Читать «Воспоминания о Николае Шипилове» онлайн - страница 12

Сергей Ключников

Причиной же моей ярости и антипатии к себе — было искусственное подавление в себе чего-то что ставило меня не в ряд моих товарищей. Я не хотел быть НЕ КАК все. Это противоречие, это насилие над собой — причина моей ярости, когда высвобождалась гордость и мое истинное «Я».

И подавление себя в ряд, куда уже не входишь — отставить. Я вышел из той мишуры, но не осознал этого, а искусственный компромисс — бесил. Нужен уход и очищение. Это не помешает контактам с умными и нужными душе людьми.
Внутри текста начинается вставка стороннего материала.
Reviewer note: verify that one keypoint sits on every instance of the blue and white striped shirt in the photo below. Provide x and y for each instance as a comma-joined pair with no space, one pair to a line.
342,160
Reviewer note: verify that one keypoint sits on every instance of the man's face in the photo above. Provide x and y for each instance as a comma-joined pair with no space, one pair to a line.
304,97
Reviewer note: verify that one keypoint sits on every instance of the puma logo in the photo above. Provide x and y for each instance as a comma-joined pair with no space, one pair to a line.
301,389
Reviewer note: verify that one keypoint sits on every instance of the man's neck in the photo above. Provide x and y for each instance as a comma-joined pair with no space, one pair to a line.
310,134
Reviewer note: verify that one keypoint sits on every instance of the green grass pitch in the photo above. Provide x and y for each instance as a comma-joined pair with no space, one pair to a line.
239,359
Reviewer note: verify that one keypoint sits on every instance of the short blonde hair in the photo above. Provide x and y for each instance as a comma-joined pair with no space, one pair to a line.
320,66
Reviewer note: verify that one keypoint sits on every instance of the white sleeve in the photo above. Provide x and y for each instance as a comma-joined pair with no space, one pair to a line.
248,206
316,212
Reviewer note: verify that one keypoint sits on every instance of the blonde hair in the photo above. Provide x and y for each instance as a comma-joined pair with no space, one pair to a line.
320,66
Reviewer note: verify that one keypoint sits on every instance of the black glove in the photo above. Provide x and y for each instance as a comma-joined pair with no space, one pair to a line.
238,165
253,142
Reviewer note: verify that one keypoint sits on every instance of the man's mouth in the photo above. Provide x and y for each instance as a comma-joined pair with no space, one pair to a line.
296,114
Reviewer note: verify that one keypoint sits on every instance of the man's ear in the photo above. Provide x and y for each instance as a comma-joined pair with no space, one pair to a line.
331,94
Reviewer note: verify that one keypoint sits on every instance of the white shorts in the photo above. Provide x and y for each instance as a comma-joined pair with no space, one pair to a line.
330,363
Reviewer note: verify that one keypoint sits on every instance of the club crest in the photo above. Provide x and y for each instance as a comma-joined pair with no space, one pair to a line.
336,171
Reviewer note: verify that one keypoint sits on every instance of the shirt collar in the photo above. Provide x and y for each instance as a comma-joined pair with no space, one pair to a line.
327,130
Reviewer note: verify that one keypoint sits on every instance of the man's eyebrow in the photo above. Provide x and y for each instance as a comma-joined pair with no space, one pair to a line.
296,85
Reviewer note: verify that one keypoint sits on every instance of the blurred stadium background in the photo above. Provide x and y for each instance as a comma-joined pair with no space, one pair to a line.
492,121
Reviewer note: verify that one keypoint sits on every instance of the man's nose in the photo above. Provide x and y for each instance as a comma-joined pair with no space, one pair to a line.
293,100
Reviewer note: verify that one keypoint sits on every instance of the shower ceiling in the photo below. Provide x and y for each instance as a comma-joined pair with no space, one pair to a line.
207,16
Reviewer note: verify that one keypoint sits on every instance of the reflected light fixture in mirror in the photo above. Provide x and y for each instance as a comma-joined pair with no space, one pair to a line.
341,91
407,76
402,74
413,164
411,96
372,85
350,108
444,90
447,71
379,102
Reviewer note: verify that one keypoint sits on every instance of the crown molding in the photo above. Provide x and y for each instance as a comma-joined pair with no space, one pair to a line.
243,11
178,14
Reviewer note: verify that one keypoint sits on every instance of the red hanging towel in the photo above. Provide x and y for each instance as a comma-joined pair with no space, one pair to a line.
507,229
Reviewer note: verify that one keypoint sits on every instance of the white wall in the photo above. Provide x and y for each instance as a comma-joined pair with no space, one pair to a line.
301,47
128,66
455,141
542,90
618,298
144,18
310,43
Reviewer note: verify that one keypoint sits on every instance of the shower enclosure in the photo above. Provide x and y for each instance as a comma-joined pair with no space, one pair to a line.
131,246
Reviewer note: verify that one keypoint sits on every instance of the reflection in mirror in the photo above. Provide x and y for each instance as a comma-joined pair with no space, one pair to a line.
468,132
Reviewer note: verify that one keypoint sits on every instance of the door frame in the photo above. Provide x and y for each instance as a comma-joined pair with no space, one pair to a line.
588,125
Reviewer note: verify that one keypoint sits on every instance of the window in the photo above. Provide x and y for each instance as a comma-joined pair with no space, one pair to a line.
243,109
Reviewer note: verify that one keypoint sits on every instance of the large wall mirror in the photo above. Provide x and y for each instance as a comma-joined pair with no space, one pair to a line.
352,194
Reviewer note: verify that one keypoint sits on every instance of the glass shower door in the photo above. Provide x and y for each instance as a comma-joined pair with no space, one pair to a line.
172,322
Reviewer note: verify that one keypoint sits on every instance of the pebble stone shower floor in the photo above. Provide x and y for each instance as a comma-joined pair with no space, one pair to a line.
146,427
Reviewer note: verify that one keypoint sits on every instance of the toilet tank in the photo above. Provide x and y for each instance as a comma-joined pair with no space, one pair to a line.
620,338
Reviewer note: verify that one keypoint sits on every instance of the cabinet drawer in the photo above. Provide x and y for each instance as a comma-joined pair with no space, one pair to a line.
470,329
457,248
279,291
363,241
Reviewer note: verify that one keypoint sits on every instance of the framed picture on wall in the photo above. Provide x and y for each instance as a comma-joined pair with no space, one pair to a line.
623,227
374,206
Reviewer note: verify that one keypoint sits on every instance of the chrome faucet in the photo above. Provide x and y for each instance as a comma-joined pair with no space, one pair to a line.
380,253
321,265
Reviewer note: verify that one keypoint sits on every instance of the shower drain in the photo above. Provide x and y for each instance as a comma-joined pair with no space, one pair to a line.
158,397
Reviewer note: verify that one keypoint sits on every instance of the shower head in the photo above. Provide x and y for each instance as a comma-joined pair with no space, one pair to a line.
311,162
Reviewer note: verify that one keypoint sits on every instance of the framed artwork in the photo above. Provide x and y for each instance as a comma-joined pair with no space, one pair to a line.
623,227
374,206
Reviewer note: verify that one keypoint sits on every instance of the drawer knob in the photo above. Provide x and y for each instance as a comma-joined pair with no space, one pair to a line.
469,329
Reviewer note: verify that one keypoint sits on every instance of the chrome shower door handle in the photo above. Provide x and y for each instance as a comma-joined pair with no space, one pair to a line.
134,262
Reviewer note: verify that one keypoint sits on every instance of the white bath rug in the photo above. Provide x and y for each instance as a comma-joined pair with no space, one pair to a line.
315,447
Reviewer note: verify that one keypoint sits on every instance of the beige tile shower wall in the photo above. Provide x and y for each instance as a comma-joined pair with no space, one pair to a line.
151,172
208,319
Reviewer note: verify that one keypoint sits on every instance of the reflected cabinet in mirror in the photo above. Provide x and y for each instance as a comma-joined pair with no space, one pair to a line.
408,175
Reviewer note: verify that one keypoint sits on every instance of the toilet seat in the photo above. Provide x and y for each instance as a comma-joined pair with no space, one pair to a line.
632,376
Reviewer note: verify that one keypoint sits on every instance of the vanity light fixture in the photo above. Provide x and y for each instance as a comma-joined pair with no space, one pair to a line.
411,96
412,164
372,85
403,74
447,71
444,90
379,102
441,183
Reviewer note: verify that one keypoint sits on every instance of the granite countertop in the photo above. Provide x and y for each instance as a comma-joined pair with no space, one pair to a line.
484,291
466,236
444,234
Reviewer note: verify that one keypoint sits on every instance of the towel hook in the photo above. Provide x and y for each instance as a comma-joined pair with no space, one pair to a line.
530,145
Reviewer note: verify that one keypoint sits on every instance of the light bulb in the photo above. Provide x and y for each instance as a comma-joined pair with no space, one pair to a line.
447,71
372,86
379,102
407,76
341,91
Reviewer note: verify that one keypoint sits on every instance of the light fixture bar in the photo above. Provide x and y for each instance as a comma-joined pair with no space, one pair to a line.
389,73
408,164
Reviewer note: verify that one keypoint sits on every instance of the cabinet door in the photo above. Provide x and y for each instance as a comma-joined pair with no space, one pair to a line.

Остальные поймут да это и не важно, важно «быть» и давать себе расти до верха.

Помнить Анну Маньяни! (На Колю в тот период большое впечатление произвел телевизионный документальный фильм об итальянской актрисе Анне Маньяни. — С.К.)»

«Я сильный. И моя вера — вера в человеческие поступки, подкрепленные внутренним огнем добра и великодушия. Мне надо уйти и писать повесть. Параллельно — все дела с пропиской. Не пить. Умерить курение. Молиться».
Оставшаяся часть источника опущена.